De ki, "Eğer Allah dileseydi ben onu size okumazdım. O da onu hiçbir şekilde size
bildirmezdi. Bilirsiniz ki, ben sizin içinizde bundan önce yıllarca bulundum. Siz hâlâ
aklınızı başınıza toplamayacak mısınız?" (Yunus 10/16)
Hakk'ın hükümlerini gösteren ve şirkin (Allah'a ortak koşmanın) batıl olduğunu ortaya koyan
âyetler, bütün yönleriyle birer kesin belge olarak müşriklere okunduğu veya okunacağı zaman,
Bizimle karşı karşıya geleceklerini ummayan, hakkın huzuruna çıkacak yüzleri bulunmayan, o
kalpleri ve amelleri, düşünceleri ve emelleri bozuk, hak ve hakikat düşmanları, bundan başka
bir Kur'ân getir veya bunu değiştir, dediler veya derler. Hoşlanmadığımız bazı âyetlerini olsun
hoşumuza gidecek şekilde değiştir. Bunda birtakım değişim tadilat ve tebdilat yap, başka bir
şekle koy. Belki o vakit halimize ve çağımıza uygun okuyabileceğimiz bir şey olur gibisinden
dedikodular yayarlar, bununla da sanki Kur'ân'ı Peygamber'in kendisi yapıyormuş gibi bir
ortam oluşturmak isterler ve acaba bu suretle kandırıp bir kaç kelimesini tebdil ettirir de daha
sonra bunu aleyhinde bir delil olarak kullanabilir miyiz, diye düşünürler.

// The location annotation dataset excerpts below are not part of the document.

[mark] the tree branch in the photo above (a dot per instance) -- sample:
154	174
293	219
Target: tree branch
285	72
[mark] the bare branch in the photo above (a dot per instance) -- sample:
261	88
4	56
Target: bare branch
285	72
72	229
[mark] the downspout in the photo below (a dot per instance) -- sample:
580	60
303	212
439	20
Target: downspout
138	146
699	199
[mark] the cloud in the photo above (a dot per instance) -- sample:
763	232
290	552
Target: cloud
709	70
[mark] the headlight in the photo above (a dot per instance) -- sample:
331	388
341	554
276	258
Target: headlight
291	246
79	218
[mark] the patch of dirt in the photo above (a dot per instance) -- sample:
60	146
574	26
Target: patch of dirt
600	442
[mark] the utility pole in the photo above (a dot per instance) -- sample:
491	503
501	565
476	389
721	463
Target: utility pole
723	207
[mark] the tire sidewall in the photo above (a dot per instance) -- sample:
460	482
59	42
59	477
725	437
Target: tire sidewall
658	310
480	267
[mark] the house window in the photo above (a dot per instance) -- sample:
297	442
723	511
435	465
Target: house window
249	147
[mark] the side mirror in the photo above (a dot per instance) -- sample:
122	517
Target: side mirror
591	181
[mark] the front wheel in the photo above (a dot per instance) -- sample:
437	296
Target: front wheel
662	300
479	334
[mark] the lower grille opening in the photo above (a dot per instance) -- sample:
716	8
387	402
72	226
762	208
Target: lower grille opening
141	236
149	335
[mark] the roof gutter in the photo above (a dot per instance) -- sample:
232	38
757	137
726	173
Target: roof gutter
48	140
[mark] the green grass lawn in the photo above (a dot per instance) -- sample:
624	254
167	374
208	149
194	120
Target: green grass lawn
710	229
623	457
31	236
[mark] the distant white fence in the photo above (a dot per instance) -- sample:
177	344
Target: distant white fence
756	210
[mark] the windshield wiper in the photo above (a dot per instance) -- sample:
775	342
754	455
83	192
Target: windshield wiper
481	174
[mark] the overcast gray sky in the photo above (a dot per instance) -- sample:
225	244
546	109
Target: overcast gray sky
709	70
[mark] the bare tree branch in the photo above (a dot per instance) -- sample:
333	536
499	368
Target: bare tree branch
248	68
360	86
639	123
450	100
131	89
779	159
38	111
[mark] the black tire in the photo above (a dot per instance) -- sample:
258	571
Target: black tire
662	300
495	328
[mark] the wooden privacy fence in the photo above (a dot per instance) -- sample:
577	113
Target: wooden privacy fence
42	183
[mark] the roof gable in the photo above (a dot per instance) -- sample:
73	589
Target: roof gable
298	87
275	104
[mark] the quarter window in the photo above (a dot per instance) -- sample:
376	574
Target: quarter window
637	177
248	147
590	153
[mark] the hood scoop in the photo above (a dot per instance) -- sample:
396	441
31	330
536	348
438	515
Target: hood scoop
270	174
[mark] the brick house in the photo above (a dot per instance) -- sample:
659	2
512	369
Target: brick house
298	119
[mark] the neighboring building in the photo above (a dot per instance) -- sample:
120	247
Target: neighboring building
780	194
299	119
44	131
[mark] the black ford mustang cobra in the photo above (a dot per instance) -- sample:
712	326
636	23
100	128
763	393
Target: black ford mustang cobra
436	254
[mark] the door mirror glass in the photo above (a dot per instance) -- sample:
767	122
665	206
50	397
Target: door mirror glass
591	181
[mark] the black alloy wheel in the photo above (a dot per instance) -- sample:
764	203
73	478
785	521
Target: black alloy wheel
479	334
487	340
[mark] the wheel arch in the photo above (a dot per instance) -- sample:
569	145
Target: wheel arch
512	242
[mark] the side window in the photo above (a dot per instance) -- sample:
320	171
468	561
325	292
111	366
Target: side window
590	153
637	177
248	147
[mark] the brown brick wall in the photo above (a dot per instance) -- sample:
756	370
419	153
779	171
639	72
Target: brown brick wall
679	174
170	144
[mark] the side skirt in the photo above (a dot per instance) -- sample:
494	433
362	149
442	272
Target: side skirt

Sen de de ki: bana, onu kendi yanımdan değiştirmek diye birşey yoktur, ben hiçbir şeye değil,
bana ne vahyolunuyorsa ben ancak ona uyarım.
Fakat bu senin kendi sözün, sırf kendi kendine ileri sürdüğün iddiaların, diyecek olurlarsa,
yalnızca bu haberle kalmayıp, bunu yani Kur'ân'ın vahiy olduğunu akıl yoluyla da isbat etmek
ve gözler önüne sermek için ey Muhammed, de ki; eğer Allah dileseydi ben size karşı bunu
okumazdım bile ve Allah, size onunla ilgili hiçbir bilgi vermezdi. Benim dilimle size onu
bildirmezdi, hiç duyurmazdı, sizi ondan haberdar bile etmezdi. Allah, benim bu Kur'ân'ı size
okumamı ve size bunu bildirmemi dilemeseydi, ne ben bunu böyle size okurdum, ne de benim
dışımda başka bir yolla sizi ondan haberdar ederdi. Siz böyle birşeyi asla duymazdınız. Fakat
Allah dilediği için böyle oluyor. Zira bundan önce bu kadar sene sizin aranızda ömür sürdüm
durdum.
Yani Kur'ân vahyolunup, peygamberlik verilmeden önce bütünüyle bir ömür denecek uzunca
bir süre, yani kırk yıl kadar sizin içinizde, sizinle birlikte yaşadım, içinizde bir ömür geçirdim,
Ta çocukluğumdan beri bütün ayrıntıları ile hayatımı nasıl geçirdiğimi bilirsiniz, ve pekâlâ
bilirsiniz ki, ben bütün o süre içinde birşey okuyor muydum? Kur'ân'ın gerek icazkâr nazmına,
gerek içindeki mânâ ve hakikatlere ait size birşey söylüyor muydum? Nazım veya nesir olarak
edebiyat ile hiç meşgul olduğum var mıydı? Size şairlik, hatiplik, müelliflik taslıyor muydum?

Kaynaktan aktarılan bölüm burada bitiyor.